TBNews Sumbar — Satuan Reserse Narkoba (Satresnarkoba) Polres Pariaman kembali berhasil mengungkap peredaran gelap narkotika di wilayah hukumnya. Seorang pria berinisial W, yang diduga merupakan bandar narkoba dan telah lama menjadi target operasi petugas, akhirnya berhasil diamankan bersama puluhan paket sabu siap edar.
Penangkapan tersebut dilakukan berdasarkan Laporan Polisi Nomor: LP/A/34/VII/2026/SPKT/Polres Pariaman, tanggal 23 Juli 2026. Pelaku diamankan pada Kamis (23/07/2026) sekitar pukul 17.30 WIB di sebuah ladang pokat yang berada di Korong Padang Lariang Tangah, Nagari Aur Malintang Utara, Kecamatan IV Koto Aur Malintang.
Operasi penangkapan dipimpin langsung oleh Kasat Resnarkoba Polres Pariaman, Iptu Darmawan Abbas, S.H. bersama tim Satresnarkoba setelah memperoleh informasi terkait keberadaan pelaku.
Saat dilakukan penangkapan dan penggeledahan, petugas menemukan satu buah plastik makanan merek Jaipongmex berwarna hitam yang disimpan di saku celana sebelah kiri pelaku. Di dalam plastik tersebut terdapat 81 paket narkotika jenis sabu yang telah dikemas dan siap diedarkan. Selain itu, petugas juga mengamankan satu unit telepon genggam serta uang tunai sebesar Rp685.000 yang diduga berkaitan dengan aktivitas peredaran narkotika.
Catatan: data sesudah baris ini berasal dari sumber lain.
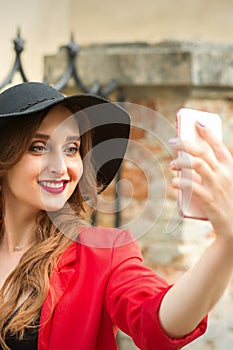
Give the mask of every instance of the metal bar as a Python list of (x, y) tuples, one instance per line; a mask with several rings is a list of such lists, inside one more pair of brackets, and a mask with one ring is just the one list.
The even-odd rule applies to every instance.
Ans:
[(112, 79), (109, 84), (103, 88), (98, 80), (96, 80), (91, 87), (87, 87), (83, 80), (80, 78), (76, 60), (79, 54), (80, 47), (74, 41), (74, 37), (71, 34), (70, 42), (64, 46), (68, 54), (68, 64), (63, 76), (54, 84), (57, 90), (63, 90), (70, 78), (73, 78), (76, 86), (84, 93), (91, 93), (99, 95), (101, 97), (109, 96), (114, 90), (118, 88), (118, 83), (115, 79)]
[(13, 40), (13, 42), (14, 42), (14, 51), (16, 54), (15, 62), (13, 64), (13, 67), (10, 70), (10, 73), (3, 80), (3, 82), (0, 83), (0, 89), (3, 89), (5, 86), (10, 84), (17, 72), (20, 73), (20, 76), (24, 82), (28, 81), (21, 62), (21, 53), (24, 50), (24, 40), (20, 36), (20, 29), (18, 29), (17, 36)]
[[(118, 89), (118, 95), (117, 100), (120, 103), (123, 103), (125, 101), (125, 96), (123, 94), (123, 91), (121, 89)], [(116, 174), (116, 185), (115, 185), (115, 227), (120, 227), (121, 222), (121, 172), (122, 167), (118, 170)]]

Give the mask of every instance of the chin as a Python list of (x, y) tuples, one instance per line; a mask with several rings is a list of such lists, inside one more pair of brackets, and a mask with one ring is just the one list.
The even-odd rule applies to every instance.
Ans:
[(61, 210), (64, 205), (65, 205), (66, 202), (63, 202), (63, 203), (54, 203), (54, 204), (44, 204), (44, 210), (45, 211), (48, 211), (48, 212), (56, 212), (56, 211), (59, 211)]

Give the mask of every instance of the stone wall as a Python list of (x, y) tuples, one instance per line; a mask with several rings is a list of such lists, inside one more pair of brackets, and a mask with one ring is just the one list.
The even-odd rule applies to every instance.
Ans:
[[(45, 75), (56, 82), (67, 64), (61, 50), (45, 58)], [(169, 180), (173, 157), (168, 139), (175, 135), (175, 114), (181, 107), (218, 113), (224, 141), (233, 152), (233, 46), (211, 43), (162, 42), (82, 48), (80, 76), (91, 85), (115, 78), (132, 115), (132, 133), (121, 172), (121, 224), (136, 235), (144, 263), (175, 282), (200, 257), (213, 239), (208, 222), (181, 220)], [(70, 81), (66, 93), (74, 92)], [(116, 95), (111, 96), (116, 99)], [(114, 225), (114, 184), (100, 197), (97, 224)], [(207, 333), (188, 350), (232, 347), (232, 286), (210, 313)], [(119, 348), (133, 350), (119, 334)]]

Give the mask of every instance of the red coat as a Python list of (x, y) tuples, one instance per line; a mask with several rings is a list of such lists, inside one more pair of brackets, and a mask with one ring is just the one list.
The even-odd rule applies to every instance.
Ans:
[(114, 350), (118, 327), (143, 350), (180, 349), (204, 333), (206, 319), (191, 334), (170, 339), (158, 309), (170, 286), (142, 264), (129, 231), (86, 228), (63, 254), (51, 276), (55, 287), (40, 320), (38, 350)]

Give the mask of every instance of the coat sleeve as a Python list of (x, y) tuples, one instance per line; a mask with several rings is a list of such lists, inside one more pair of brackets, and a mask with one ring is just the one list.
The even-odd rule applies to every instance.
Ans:
[(142, 264), (139, 247), (130, 232), (121, 231), (112, 253), (106, 309), (112, 322), (142, 350), (178, 350), (206, 330), (207, 317), (185, 337), (167, 336), (160, 325), (158, 311), (171, 287)]

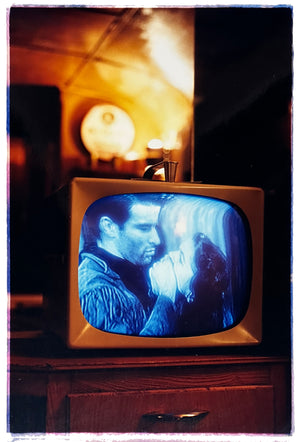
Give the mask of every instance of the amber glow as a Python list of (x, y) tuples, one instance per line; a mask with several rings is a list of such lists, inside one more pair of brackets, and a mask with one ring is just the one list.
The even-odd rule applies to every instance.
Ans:
[(12, 138), (10, 140), (10, 163), (15, 166), (25, 166), (26, 148), (23, 140)]
[(92, 159), (111, 160), (130, 149), (135, 129), (129, 115), (110, 104), (93, 106), (81, 123), (81, 138)]
[[(180, 179), (184, 161), (189, 167), (180, 155), (190, 149), (193, 123), (193, 8), (125, 8), (117, 17), (101, 7), (88, 15), (85, 8), (41, 8), (39, 20), (33, 10), (15, 18), (10, 81), (59, 89), (63, 173), (90, 167), (80, 124), (93, 106), (111, 104), (126, 112), (135, 129), (118, 161), (144, 162), (149, 140), (160, 139), (179, 161)], [(102, 126), (106, 122), (108, 129), (106, 117)], [(119, 130), (116, 138), (122, 138)], [(116, 155), (110, 146), (104, 146), (107, 161)], [(103, 140), (92, 150), (103, 151)], [(24, 161), (21, 151), (14, 160)]]
[(181, 91), (164, 79), (153, 80), (147, 72), (100, 64), (97, 68), (105, 99), (118, 103), (135, 126), (135, 139), (126, 158), (147, 158), (147, 145), (153, 138), (160, 139), (167, 149), (185, 146), (193, 106)]
[[(166, 79), (187, 97), (193, 96), (193, 55), (182, 45), (182, 34), (177, 26), (161, 15), (151, 15), (145, 29), (151, 58)], [(192, 47), (190, 46), (192, 51)]]
[(165, 150), (180, 149), (181, 142), (179, 134), (175, 129), (169, 130), (163, 134)]
[(164, 143), (158, 138), (152, 138), (148, 143), (149, 149), (162, 149)]
[[(124, 109), (134, 123), (135, 138), (124, 160), (146, 159), (149, 140), (159, 139), (164, 155), (178, 152), (180, 177), (183, 161), (178, 155), (189, 143), (193, 120), (193, 19), (185, 12), (170, 15), (155, 8), (145, 17), (130, 50), (119, 55), (122, 66), (97, 63), (85, 75), (97, 78), (101, 98)], [(117, 54), (117, 49), (115, 43), (111, 51)]]

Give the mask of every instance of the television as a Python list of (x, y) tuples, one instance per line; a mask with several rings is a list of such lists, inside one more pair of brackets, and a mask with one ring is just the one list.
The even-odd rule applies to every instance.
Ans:
[(46, 329), (74, 349), (259, 344), (263, 214), (254, 187), (72, 179), (42, 223)]

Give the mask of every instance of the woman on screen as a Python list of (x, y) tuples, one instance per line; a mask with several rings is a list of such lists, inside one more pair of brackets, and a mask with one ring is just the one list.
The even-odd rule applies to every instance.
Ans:
[(176, 335), (213, 333), (224, 328), (226, 258), (203, 233), (156, 262), (149, 272), (153, 292), (169, 297), (177, 312)]

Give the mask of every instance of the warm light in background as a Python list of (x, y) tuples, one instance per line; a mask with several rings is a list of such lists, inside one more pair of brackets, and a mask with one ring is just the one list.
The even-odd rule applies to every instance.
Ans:
[(163, 145), (164, 143), (158, 138), (152, 138), (148, 143), (149, 149), (162, 149)]
[(81, 139), (92, 159), (110, 161), (131, 148), (135, 128), (129, 115), (117, 106), (93, 106), (81, 123)]
[[(105, 101), (126, 110), (134, 123), (136, 132), (130, 153), (135, 152), (136, 156), (132, 157), (147, 158), (147, 145), (153, 138), (162, 140), (167, 149), (184, 149), (193, 120), (192, 101), (166, 80), (146, 72), (101, 63), (96, 68)], [(128, 153), (125, 152), (126, 158)]]
[(23, 167), (26, 163), (26, 146), (20, 138), (10, 139), (10, 163), (14, 166)]
[(163, 135), (164, 140), (164, 148), (166, 150), (173, 150), (173, 149), (180, 149), (181, 148), (181, 142), (179, 139), (178, 132), (175, 129), (171, 129), (167, 131)]
[[(145, 26), (143, 37), (147, 40), (150, 57), (159, 66), (166, 79), (176, 89), (192, 98), (194, 93), (194, 54), (193, 45), (186, 44), (190, 35), (184, 38), (185, 23), (182, 23), (181, 32), (178, 26), (172, 26), (170, 17), (164, 14), (150, 14)], [(172, 20), (172, 19), (171, 19)], [(174, 20), (183, 21), (183, 17), (176, 16)]]
[[(160, 139), (163, 153), (179, 161), (180, 179), (190, 169), (194, 8), (87, 9), (40, 8), (36, 20), (29, 8), (15, 17), (10, 47), (14, 83), (60, 91), (61, 173), (89, 169), (99, 158), (100, 173), (118, 164), (117, 172), (140, 174), (149, 140)], [(97, 105), (123, 110), (134, 135), (96, 117), (82, 135), (82, 120)]]
[[(142, 10), (133, 32), (135, 38), (127, 28), (119, 36), (130, 41), (121, 46), (123, 52), (117, 52), (115, 41), (106, 46), (106, 57), (114, 53), (122, 65), (95, 63), (89, 78), (97, 79), (103, 99), (124, 109), (134, 123), (135, 138), (123, 159), (161, 157), (163, 149), (164, 157), (179, 161), (180, 176), (193, 124), (193, 14), (176, 8)], [(152, 139), (163, 144), (157, 153), (148, 144)]]

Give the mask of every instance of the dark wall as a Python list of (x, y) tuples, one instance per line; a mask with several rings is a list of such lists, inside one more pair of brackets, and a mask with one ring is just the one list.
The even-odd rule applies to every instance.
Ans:
[(36, 230), (45, 197), (60, 185), (60, 93), (55, 87), (12, 85), (9, 104), (10, 291), (41, 292)]
[(264, 343), (288, 352), (292, 10), (198, 9), (196, 66), (194, 179), (264, 190)]

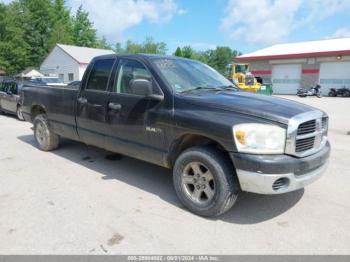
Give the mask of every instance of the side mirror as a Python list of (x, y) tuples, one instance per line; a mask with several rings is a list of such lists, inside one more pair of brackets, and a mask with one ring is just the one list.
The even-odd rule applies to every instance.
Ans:
[(154, 95), (152, 83), (146, 79), (133, 79), (130, 81), (130, 88), (134, 95), (144, 96), (147, 99), (162, 101), (162, 95)]
[(12, 93), (11, 90), (8, 90), (6, 93), (7, 93), (9, 96), (12, 96), (12, 95), (13, 95), (13, 93)]

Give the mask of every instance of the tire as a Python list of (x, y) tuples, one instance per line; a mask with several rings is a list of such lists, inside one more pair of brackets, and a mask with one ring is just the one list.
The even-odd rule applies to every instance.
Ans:
[(17, 115), (18, 120), (24, 121), (21, 105), (17, 106), (16, 115)]
[(59, 136), (52, 132), (46, 115), (39, 114), (34, 121), (34, 137), (42, 151), (52, 151), (59, 146)]
[(329, 97), (335, 97), (336, 94), (335, 94), (334, 92), (331, 91), (331, 92), (328, 93), (328, 96), (329, 96)]
[(173, 182), (181, 203), (203, 217), (227, 212), (240, 191), (230, 159), (211, 147), (193, 147), (175, 162)]
[(349, 91), (344, 91), (343, 92), (343, 97), (349, 97), (350, 96), (350, 92)]

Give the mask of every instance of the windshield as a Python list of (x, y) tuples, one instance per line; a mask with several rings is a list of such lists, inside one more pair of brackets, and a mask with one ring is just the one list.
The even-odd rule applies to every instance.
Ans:
[(248, 65), (236, 65), (236, 73), (246, 73), (248, 71)]
[(176, 93), (234, 87), (213, 68), (194, 60), (156, 58), (154, 63)]

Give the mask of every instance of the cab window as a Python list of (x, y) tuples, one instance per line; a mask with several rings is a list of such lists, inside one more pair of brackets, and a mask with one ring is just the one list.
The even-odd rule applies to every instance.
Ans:
[(145, 79), (153, 84), (153, 94), (161, 94), (159, 88), (155, 85), (151, 73), (139, 61), (121, 59), (118, 66), (117, 78), (114, 83), (113, 92), (120, 94), (133, 94), (130, 86), (131, 80)]
[(112, 58), (97, 60), (90, 71), (86, 89), (105, 91), (113, 64), (114, 59)]

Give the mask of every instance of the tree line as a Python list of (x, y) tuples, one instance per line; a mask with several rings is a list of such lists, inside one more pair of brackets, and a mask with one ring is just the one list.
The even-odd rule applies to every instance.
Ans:
[[(82, 6), (72, 14), (65, 0), (15, 0), (0, 3), (0, 69), (11, 75), (38, 67), (56, 43), (113, 49), (116, 53), (167, 54), (167, 44), (147, 37), (144, 42), (128, 40), (111, 46), (98, 37), (89, 14)], [(175, 56), (197, 59), (221, 73), (239, 53), (230, 47), (196, 51), (178, 47)]]

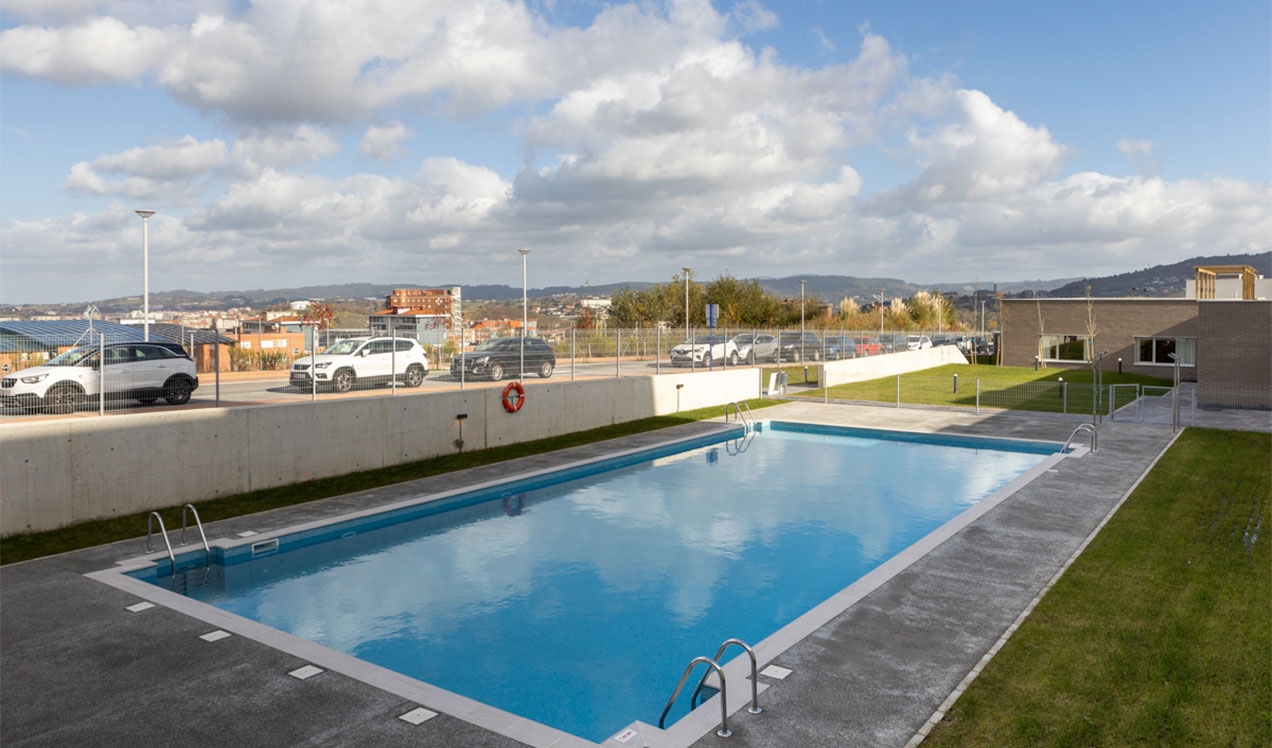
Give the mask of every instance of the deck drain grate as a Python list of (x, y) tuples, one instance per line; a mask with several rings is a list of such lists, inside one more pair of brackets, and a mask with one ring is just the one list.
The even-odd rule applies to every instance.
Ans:
[(240, 532), (237, 534), (238, 534), (238, 537), (240, 538), (250, 538), (253, 535), (258, 535), (259, 533), (257, 533), (255, 530), (244, 530), (243, 532)]
[(790, 675), (792, 672), (794, 671), (789, 668), (784, 668), (781, 665), (769, 665), (760, 671), (760, 675), (764, 675), (769, 678), (777, 678), (778, 680), (785, 680), (786, 676)]
[(398, 719), (402, 720), (403, 722), (410, 722), (413, 725), (419, 725), (429, 721), (430, 719), (436, 716), (437, 716), (437, 712), (430, 711), (428, 709), (425, 709), (424, 707), (419, 707), (418, 709), (412, 709), (406, 714), (399, 715)]
[(217, 629), (216, 631), (208, 632), (204, 634), (203, 636), (200, 636), (199, 638), (205, 642), (215, 642), (215, 641), (220, 641), (222, 639), (228, 638), (229, 635), (230, 635), (230, 632)]
[(143, 610), (150, 610), (153, 607), (155, 607), (154, 603), (137, 603), (136, 605), (129, 605), (127, 608), (124, 608), (124, 610), (129, 613), (140, 613)]
[(305, 680), (306, 678), (312, 678), (321, 672), (322, 672), (322, 668), (320, 667), (316, 667), (314, 665), (306, 665), (301, 668), (296, 668), (295, 670), (288, 673), (288, 675), (295, 678), (296, 680)]

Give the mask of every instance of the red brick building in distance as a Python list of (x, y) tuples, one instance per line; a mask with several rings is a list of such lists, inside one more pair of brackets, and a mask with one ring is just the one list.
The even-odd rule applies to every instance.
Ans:
[(396, 288), (369, 320), (374, 335), (397, 335), (441, 345), (458, 340), (464, 327), (460, 286)]

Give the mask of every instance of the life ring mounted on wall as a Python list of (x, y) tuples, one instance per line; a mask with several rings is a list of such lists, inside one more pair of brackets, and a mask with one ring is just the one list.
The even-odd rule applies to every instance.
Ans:
[[(513, 396), (516, 393), (516, 396)], [(516, 413), (521, 410), (521, 406), (526, 404), (526, 388), (521, 386), (521, 382), (509, 382), (503, 391), (504, 410), (509, 413)]]

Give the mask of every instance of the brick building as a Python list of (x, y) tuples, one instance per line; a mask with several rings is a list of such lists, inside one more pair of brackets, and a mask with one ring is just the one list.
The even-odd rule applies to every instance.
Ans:
[[(1094, 329), (1094, 336), (1091, 331)], [(1103, 367), (1197, 383), (1200, 407), (1272, 408), (1272, 301), (1004, 299), (1002, 363)]]
[(463, 304), (459, 286), (450, 288), (398, 288), (384, 299), (384, 309), (372, 314), (372, 334), (414, 338), (441, 345), (458, 340), (463, 330)]

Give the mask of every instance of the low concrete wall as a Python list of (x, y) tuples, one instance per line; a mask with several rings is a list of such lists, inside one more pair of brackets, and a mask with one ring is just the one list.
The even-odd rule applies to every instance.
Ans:
[[(679, 388), (677, 387), (679, 385)], [(0, 536), (758, 397), (759, 369), (325, 400), (0, 428)], [(140, 532), (140, 527), (138, 528)]]
[(946, 364), (966, 364), (967, 357), (952, 345), (941, 345), (935, 348), (924, 348), (921, 351), (903, 351), (888, 353), (882, 356), (866, 358), (850, 358), (846, 361), (828, 361), (822, 365), (822, 378), (826, 386), (850, 382), (864, 382), (868, 379), (890, 377), (906, 374), (911, 371), (931, 369)]

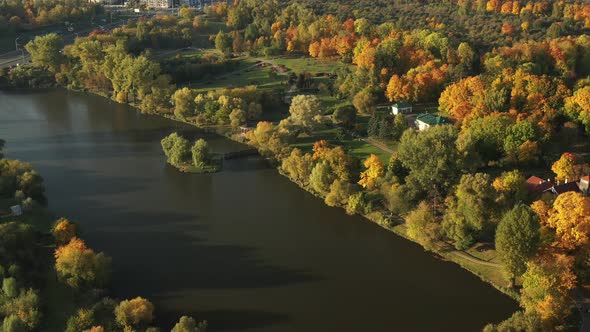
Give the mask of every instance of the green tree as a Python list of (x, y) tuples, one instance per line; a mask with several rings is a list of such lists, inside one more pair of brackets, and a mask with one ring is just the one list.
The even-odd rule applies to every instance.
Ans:
[(517, 311), (500, 324), (488, 324), (483, 329), (483, 332), (509, 331), (543, 331), (543, 325), (539, 315), (536, 313)]
[(37, 36), (25, 45), (25, 49), (31, 54), (33, 63), (47, 67), (52, 72), (56, 72), (59, 69), (62, 61), (62, 55), (60, 53), (62, 47), (63, 40), (56, 33)]
[(178, 89), (172, 95), (172, 104), (174, 104), (174, 115), (182, 120), (195, 114), (195, 95), (189, 88)]
[(207, 321), (197, 323), (192, 317), (182, 316), (171, 332), (207, 332)]
[(354, 194), (352, 184), (339, 179), (334, 180), (330, 185), (330, 192), (324, 200), (328, 206), (345, 206), (348, 204), (348, 198)]
[(449, 125), (421, 132), (407, 130), (398, 146), (399, 160), (422, 188), (444, 193), (456, 183), (461, 171), (456, 140), (457, 130)]
[(229, 121), (230, 121), (232, 127), (239, 127), (239, 126), (243, 125), (244, 123), (246, 123), (246, 117), (247, 117), (246, 112), (244, 112), (241, 109), (236, 108), (229, 114)]
[(352, 104), (361, 114), (373, 114), (375, 112), (375, 97), (368, 88), (359, 91), (352, 99)]
[[(0, 305), (0, 315), (5, 317), (14, 315), (26, 325), (26, 330), (36, 330), (41, 322), (40, 304), (39, 294), (36, 291), (32, 289), (23, 290), (19, 296), (6, 299)], [(10, 324), (18, 325), (18, 323), (14, 322), (14, 319), (11, 319)]]
[(194, 8), (190, 8), (190, 7), (182, 7), (178, 10), (178, 16), (186, 19), (186, 20), (192, 20), (193, 18), (195, 18), (196, 12)]
[(223, 31), (219, 31), (215, 36), (215, 48), (224, 54), (232, 52), (232, 42), (231, 36)]
[(2, 280), (2, 292), (8, 298), (15, 298), (18, 296), (18, 285), (15, 278), (4, 278)]
[(111, 274), (111, 258), (86, 247), (73, 238), (55, 250), (55, 270), (60, 280), (75, 289), (106, 285)]
[(207, 144), (207, 141), (202, 138), (195, 141), (195, 144), (191, 148), (191, 153), (193, 157), (193, 165), (195, 165), (195, 167), (203, 168), (211, 161), (209, 144)]
[(349, 215), (362, 214), (370, 212), (367, 205), (366, 196), (363, 192), (356, 192), (348, 197), (346, 213)]
[(512, 161), (518, 161), (518, 148), (526, 141), (537, 140), (537, 128), (530, 121), (519, 121), (507, 128), (504, 137), (504, 151)]
[(495, 191), (488, 174), (465, 174), (455, 195), (447, 199), (443, 230), (457, 249), (489, 235), (495, 225)]
[(409, 126), (406, 116), (402, 113), (398, 113), (393, 119), (393, 138), (399, 139), (408, 128)]
[(2, 322), (2, 332), (27, 332), (27, 326), (17, 315), (4, 317)]
[(313, 95), (299, 95), (293, 97), (289, 107), (289, 116), (294, 125), (305, 130), (312, 130), (320, 122), (322, 114), (318, 97)]
[(338, 106), (332, 113), (332, 121), (335, 124), (350, 128), (356, 121), (356, 111), (352, 106)]
[(476, 118), (464, 126), (457, 145), (470, 165), (480, 167), (502, 156), (503, 142), (512, 120), (506, 115)]
[(65, 332), (86, 331), (94, 326), (94, 310), (79, 309), (66, 324)]
[(434, 216), (432, 206), (423, 201), (405, 218), (408, 236), (427, 250), (432, 250), (441, 239), (440, 223)]
[(300, 186), (309, 184), (309, 176), (313, 168), (313, 160), (309, 153), (303, 154), (300, 149), (293, 149), (291, 154), (283, 159), (281, 171)]
[(518, 204), (504, 214), (496, 230), (496, 250), (511, 277), (526, 271), (538, 245), (539, 218), (528, 206)]
[(179, 166), (186, 162), (191, 155), (189, 142), (177, 133), (164, 137), (161, 141), (164, 154), (171, 165)]
[[(465, 2), (467, 3), (467, 1)], [(459, 47), (457, 48), (457, 55), (459, 56), (459, 60), (467, 72), (471, 72), (477, 57), (477, 54), (471, 48), (471, 46), (465, 42), (459, 44)]]
[(330, 191), (330, 185), (334, 181), (334, 178), (334, 172), (330, 168), (330, 164), (324, 160), (317, 163), (311, 170), (309, 184), (316, 192), (324, 196)]

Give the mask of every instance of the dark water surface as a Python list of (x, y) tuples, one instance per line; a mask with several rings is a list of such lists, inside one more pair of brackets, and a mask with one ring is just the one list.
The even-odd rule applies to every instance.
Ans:
[(243, 148), (96, 96), (0, 93), (7, 156), (43, 175), (50, 208), (113, 257), (114, 295), (152, 300), (164, 331), (183, 314), (214, 331), (477, 331), (517, 309), (258, 158), (176, 171), (159, 144), (174, 130)]

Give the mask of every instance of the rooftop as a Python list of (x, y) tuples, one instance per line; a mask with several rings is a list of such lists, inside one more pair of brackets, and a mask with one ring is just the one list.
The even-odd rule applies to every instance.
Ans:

Usai penangkapan, petugas melanjutkan penggeledahan ke rumah orang tua pelaku. Namun dari lokasi tersebut tidak ditemukan barang bukti tambahan. Tim kemudian membawa pelaku ke sebuah warung yang diduga kerap dijadikan tempat transaksi narkotika oleh pelaku, tetapi hasil penggeledahan juga tidak menemukan barang bukti lainnya.
Dalam proses interogasi di lokasi penangkapan yang disaksikan oleh Wali Nagari dan Wali Korong, pelaku mengakui bahwa seluruh barang bukti narkotika yang ditemukan adalah miliknya.
Dari hasil pemeriksaan awal, pelaku mengaku memperoleh narkotika jenis sabu tersebut dari seorang pria yang dikenal dengan nama Buyung Borok, yang saat ini berstatus daftar pencarian orang (DPO). Pelaku mengaku menerima sebanyak 50 gram atau setengah ons sabu melalui pertemuan secara langsung pada Selasa, 21 Juli 2026 sekitar pukul 17.00 WIB, dengan nilai transaksi sebesar Rp24.000.000.
Petugas kemudian melakukan pelacakan terhadap nomor telepon yang diduga digunakan oleh Buyung Borok. Namun hingga saat dilakukan penyelidikan, nomor tersebut sudah tidak aktif.
Selanjutnya, pelaku beserta seluruh barang bukti dibawa ke Mapolres Pariaman guna menjalani proses penyidikan lebih lanjut dan mempertanggungjawabkan perbuatannya sesuai ketentuan hukum yang berlaku.
Satresnarkoba Polres Pariaman juga terus melakukan pengembangan kasus guna memburu pemasok utama yang hingga kini masih berstatus DPO serta memutus mata rantai peredaran gelap narkotika di wilayah hukum Polres Pariaman.